En effet, les mani­fes­tants craignent tout à la fois que les réformes mènent à une Jor­da­nie trans­for­mée en « État pales­ti­nien de sub­sti­tu­tion ». Grande est la colère popu­laire contre Israël, vu l’échec de négo­cia­tions israé­lo-pales­ti­niennes cen­sées mener à un État pales­ti­nien indé­pen­dant sur le sol pales­ti­nien. Il semble à cet égard évident qu’un monde arabe plus démo­cra­tique ne fera pas l’affaire d’Israël, les régimes auto­ri­taires ayant jusqu’à pré­sent conte­nu l’animosité de popu­la­tions soli­daires du peuple pales­ti­nien et hos­tiles à la nor­ma­li­sa­tion des rela­tions avec Tel-Aviv.
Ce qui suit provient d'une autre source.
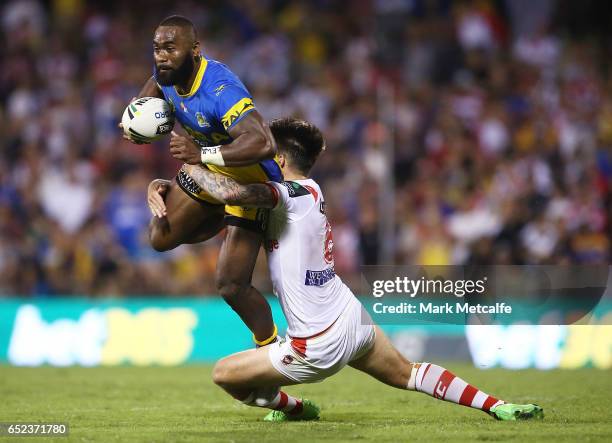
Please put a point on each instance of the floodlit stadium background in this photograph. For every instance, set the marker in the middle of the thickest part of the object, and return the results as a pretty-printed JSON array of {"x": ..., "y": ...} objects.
[{"x": 472, "y": 132}]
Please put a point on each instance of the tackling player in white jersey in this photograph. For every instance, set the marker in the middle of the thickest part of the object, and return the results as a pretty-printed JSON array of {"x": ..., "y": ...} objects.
[{"x": 327, "y": 326}]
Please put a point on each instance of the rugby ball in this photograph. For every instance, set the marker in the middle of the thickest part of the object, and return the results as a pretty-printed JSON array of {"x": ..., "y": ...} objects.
[{"x": 148, "y": 118}]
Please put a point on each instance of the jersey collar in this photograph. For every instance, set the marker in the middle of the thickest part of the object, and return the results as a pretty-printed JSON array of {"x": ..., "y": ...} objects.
[{"x": 198, "y": 80}]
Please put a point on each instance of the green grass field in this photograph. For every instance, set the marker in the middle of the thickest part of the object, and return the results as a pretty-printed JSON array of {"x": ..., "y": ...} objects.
[{"x": 182, "y": 404}]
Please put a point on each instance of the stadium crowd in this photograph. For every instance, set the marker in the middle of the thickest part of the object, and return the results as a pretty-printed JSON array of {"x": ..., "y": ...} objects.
[{"x": 501, "y": 124}]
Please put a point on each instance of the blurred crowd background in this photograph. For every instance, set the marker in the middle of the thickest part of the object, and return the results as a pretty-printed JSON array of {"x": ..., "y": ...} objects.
[{"x": 499, "y": 115}]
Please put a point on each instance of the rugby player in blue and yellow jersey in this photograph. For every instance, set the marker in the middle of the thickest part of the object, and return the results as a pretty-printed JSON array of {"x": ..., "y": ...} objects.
[{"x": 228, "y": 135}]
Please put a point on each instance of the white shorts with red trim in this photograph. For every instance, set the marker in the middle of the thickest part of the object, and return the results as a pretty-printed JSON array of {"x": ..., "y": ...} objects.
[{"x": 308, "y": 360}]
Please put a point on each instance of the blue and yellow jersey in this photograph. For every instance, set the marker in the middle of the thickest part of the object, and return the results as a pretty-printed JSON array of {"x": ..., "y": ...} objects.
[{"x": 216, "y": 102}]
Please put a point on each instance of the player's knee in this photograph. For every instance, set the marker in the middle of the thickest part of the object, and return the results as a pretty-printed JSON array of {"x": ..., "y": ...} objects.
[{"x": 222, "y": 374}]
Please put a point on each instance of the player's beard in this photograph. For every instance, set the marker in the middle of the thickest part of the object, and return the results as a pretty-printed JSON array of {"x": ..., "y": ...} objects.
[{"x": 176, "y": 76}]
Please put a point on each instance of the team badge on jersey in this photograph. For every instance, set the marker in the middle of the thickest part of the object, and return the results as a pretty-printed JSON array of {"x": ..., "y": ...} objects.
[
  {"x": 202, "y": 122},
  {"x": 219, "y": 90}
]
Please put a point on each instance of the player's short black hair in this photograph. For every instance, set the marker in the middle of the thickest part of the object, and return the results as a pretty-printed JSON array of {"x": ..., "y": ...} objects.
[
  {"x": 301, "y": 141},
  {"x": 180, "y": 22}
]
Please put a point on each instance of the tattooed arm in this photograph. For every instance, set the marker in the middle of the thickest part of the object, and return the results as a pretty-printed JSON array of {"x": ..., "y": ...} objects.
[{"x": 229, "y": 191}]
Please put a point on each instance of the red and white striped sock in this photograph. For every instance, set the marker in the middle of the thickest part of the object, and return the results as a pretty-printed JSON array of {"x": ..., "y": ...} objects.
[
  {"x": 277, "y": 400},
  {"x": 444, "y": 385}
]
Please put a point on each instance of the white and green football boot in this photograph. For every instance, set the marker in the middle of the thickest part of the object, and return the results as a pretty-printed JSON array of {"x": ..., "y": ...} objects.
[
  {"x": 310, "y": 411},
  {"x": 512, "y": 412}
]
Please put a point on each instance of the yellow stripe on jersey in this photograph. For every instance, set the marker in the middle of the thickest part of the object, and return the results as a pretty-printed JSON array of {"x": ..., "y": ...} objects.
[
  {"x": 198, "y": 80},
  {"x": 236, "y": 111}
]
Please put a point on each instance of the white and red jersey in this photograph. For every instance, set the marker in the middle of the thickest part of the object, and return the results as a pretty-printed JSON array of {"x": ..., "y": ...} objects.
[{"x": 299, "y": 248}]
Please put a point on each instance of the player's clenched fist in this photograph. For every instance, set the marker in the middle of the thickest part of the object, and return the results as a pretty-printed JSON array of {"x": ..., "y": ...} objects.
[
  {"x": 156, "y": 191},
  {"x": 185, "y": 150}
]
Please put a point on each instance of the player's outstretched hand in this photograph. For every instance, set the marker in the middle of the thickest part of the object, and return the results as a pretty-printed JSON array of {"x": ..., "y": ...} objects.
[
  {"x": 185, "y": 150},
  {"x": 131, "y": 137},
  {"x": 156, "y": 191}
]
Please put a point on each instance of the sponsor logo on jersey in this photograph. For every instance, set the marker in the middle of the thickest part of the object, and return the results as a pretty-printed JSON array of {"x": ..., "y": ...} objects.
[
  {"x": 236, "y": 111},
  {"x": 202, "y": 122},
  {"x": 319, "y": 278},
  {"x": 295, "y": 189}
]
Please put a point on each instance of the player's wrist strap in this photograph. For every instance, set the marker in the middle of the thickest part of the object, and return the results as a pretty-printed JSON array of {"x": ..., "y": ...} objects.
[
  {"x": 211, "y": 155},
  {"x": 267, "y": 340}
]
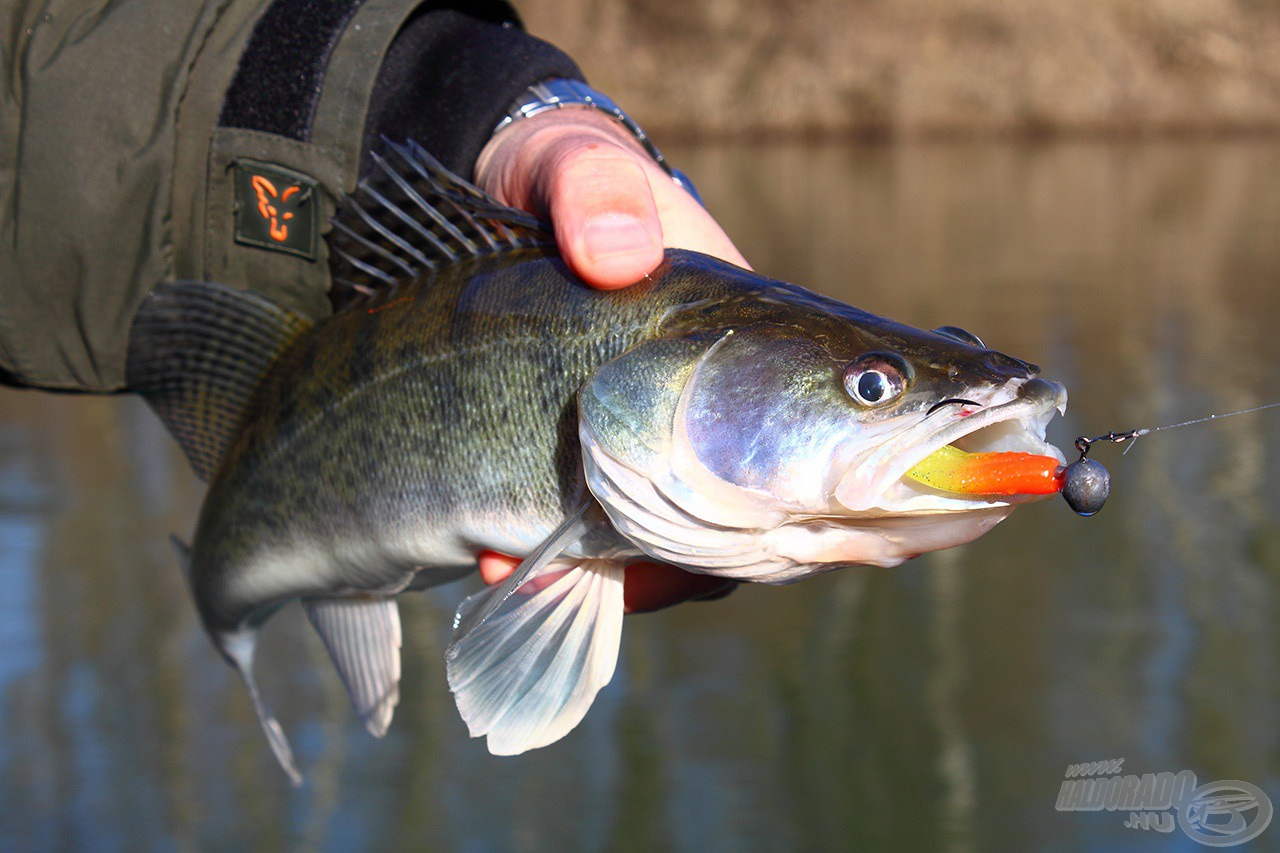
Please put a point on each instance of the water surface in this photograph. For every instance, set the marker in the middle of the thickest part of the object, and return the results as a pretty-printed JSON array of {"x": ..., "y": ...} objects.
[{"x": 931, "y": 706}]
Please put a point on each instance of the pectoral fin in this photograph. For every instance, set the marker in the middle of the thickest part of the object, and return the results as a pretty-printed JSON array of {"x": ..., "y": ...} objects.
[
  {"x": 529, "y": 656},
  {"x": 362, "y": 635}
]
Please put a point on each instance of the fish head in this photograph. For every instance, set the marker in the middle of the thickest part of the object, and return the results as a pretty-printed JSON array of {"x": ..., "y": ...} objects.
[{"x": 778, "y": 446}]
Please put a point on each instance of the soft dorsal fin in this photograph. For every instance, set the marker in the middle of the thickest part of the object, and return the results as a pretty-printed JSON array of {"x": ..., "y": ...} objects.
[
  {"x": 196, "y": 354},
  {"x": 411, "y": 215}
]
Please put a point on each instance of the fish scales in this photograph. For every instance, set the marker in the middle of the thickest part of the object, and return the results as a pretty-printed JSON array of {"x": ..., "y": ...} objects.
[
  {"x": 415, "y": 432},
  {"x": 707, "y": 416}
]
La solu­tion du conflit fai­sant jus­tice aux droits du peuple pales­ti­nien est de ce fait d’autant plus vitale si Israël veut s’assurer une véri­table sécu­ri­té et être accep­té comme État légi­time dans la région.

Les réformes

Le Comi­té pour le dia­logue natio­nal mis sur pied par le gou­ver­ne­ment par­vien­dra-t-il à éla­bo­rer une réforme répon­dant aux attentes des dif­fé­rentes par­ties en pré­sence ? Com­ment celles-ci arti­cu­le­ront-elles leurs reven­di­ca­tions ? Dans un front uni ou en ordre dis­per­sé ? Cela devrait influer sur leurs capa­ci­tés de pres­sion sur le pou­voir. Quoi qu’il en soit des évo­lu­tions poli­tiques aux plans inté­rieur et exté­rieur, les pro­blèmes ardus au plan éco­no­mique res­tent à trai­ter, que ce soit en situa­tion auto­ri­taire ou démocratique.
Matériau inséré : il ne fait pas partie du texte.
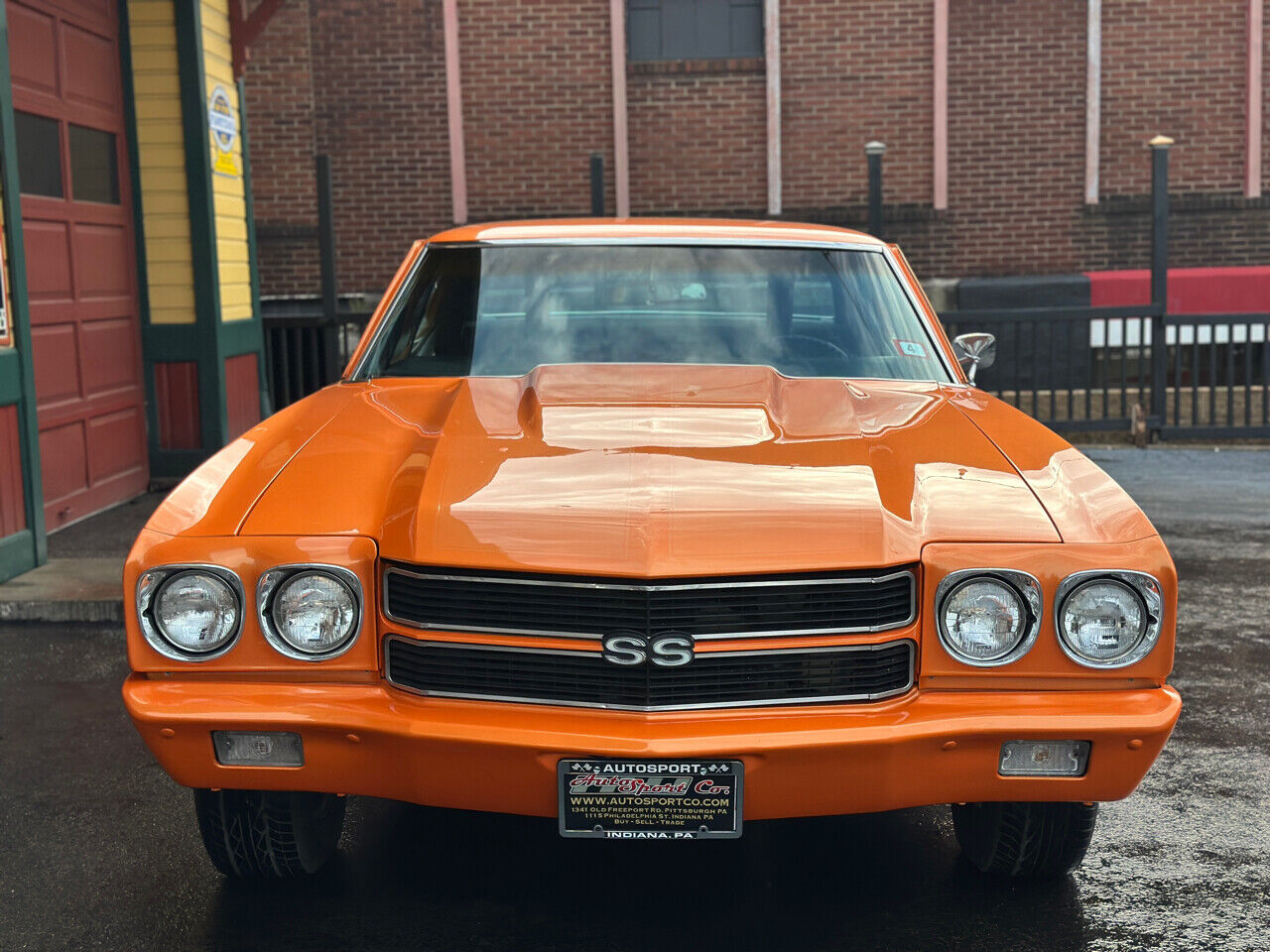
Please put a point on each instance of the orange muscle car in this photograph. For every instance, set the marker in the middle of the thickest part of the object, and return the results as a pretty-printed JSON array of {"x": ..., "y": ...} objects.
[{"x": 653, "y": 527}]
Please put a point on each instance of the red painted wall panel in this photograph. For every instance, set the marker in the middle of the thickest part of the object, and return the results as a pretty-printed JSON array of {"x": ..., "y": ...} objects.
[
  {"x": 13, "y": 516},
  {"x": 1191, "y": 290},
  {"x": 241, "y": 394},
  {"x": 177, "y": 398}
]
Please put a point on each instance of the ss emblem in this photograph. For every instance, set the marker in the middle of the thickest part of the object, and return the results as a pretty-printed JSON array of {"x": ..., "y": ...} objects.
[{"x": 666, "y": 649}]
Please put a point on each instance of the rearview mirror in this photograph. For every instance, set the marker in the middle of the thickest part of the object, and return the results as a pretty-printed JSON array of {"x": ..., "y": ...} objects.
[{"x": 975, "y": 350}]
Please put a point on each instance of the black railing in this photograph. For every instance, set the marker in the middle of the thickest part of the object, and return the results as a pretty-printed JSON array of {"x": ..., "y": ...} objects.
[
  {"x": 1084, "y": 368},
  {"x": 1074, "y": 368},
  {"x": 1218, "y": 376}
]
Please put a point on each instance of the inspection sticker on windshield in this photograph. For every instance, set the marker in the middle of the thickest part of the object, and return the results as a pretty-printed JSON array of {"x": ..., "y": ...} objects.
[
  {"x": 651, "y": 798},
  {"x": 908, "y": 348}
]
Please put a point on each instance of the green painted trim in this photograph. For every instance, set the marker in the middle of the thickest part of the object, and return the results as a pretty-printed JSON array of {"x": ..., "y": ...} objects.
[
  {"x": 28, "y": 424},
  {"x": 190, "y": 64},
  {"x": 240, "y": 338},
  {"x": 17, "y": 553},
  {"x": 252, "y": 253},
  {"x": 10, "y": 377},
  {"x": 176, "y": 463},
  {"x": 172, "y": 341}
]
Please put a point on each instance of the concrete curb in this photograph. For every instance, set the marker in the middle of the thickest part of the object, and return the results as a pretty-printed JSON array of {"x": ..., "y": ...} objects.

Comme le déclare un des pro­ta­go­nistes du « prin­temps arabe » jor­da­nien, « de manière géné­rale, les gens sou­haitent main­te­nir le roi au pou­voir, mais ils exigent que les réformes soient mises en œuvre immé­dia­te­ment » (Dav­lak, 2011). Contrai­re­ment à l’Égypte et à la Tuni­sie, la direc­tion jor­da­nienne n’est pas sou­mise à une demande de chan­ge­ment de régime, la monar­chie haché­mite n’est pas mise en cause, mais des signaux forts lui sont envoyés. Le régime ne pour­ra se satis­faire de chan­ge­ments cos­mé­tiques s’il veut plei­ne­ment res­tau­rer sa légitimité.

Le 21 mars 2011

L’auteur remer­cie Jime­na Mon­tal­do Man­cil­la de sa pré­cieuse contri­bu­tion à cet article, sta­giaire de recherche au Centre d’études et de recherches sur le monde arabe contem­po­rain (Cer­mac) de l’UCL, pour la col­lecte de don­nées effec­tuée ain­si que ses com­men­taires qui ont enri­chi l’analyse.

  1. « Bedouin tribes accuse Jordan’s Queen Rania of cor­rup­tion », The Guar­dian, 15 février 2011.
  2. Idem.
  3. Selon Moham­mad Abu Rum­man, Centre for Stra­te­gic Stu­dies (uni­ver­si­té de Jor­da­nie), dans « Youth activists,
    Islamists…».
  4. « Youth acti­vists, Islamists…».
  5. « Calls grow for consti­tu­tio­nal monar­chy in Jor­dan », Dai­ly Star Leba­non, 2 mars 2011. Idem pour le reste du paragraphe.
  6. Les noms de deux figures impor­tantes du FAI, Ishaq Farhan et Abdel Latif Ara­biyyat, figurent dans la liste des membres, mais ceux-ci n’auraient pas été consul­tés quant à leur sou­hait de s’y s’associer.
  7. « Bedouin tribes accuse Jordan’s Queen Rania…», op. cit.
  8. Si l’on exclut en effet le tour­nant autour de 1985, lorsque le rap­pro­che­ment entre la Jor­da­nie et la Syrie entrai­na une répres­sion des Frères en Jor­da­nie, à l’instar de la répres­sion que la confré­rie syrienne subis­sait quant à elle de longue date du fait du régime ba‘athiste syrien.
  9. Al-Jazee­ra English News, « Jor­dan back­tracks on elec­to­ral law », 29 jan­vier 2008.
  10. Nous trai­tons ici de l’islamisme jor­da­nien domi­nant, qui est un isla­misme réfor­miste (islâ­hî) et paci­fique et non pas de l’islamisme grou­pus­cu­laire violent, jihâ­diste, tel que l’a repré­sen­té le lea­der isla­miste jor­da­nien Abû Mus‘ab al-Zar­qâwî et qui puise dans la doc­trine qut­biste tak­fî­rî, ou doc­tri­na­le­ment plus radi­cal, comme le Par­ti de la libé­ra­tion isla­mique (Hizb al-Tah­rîr al-islâmî).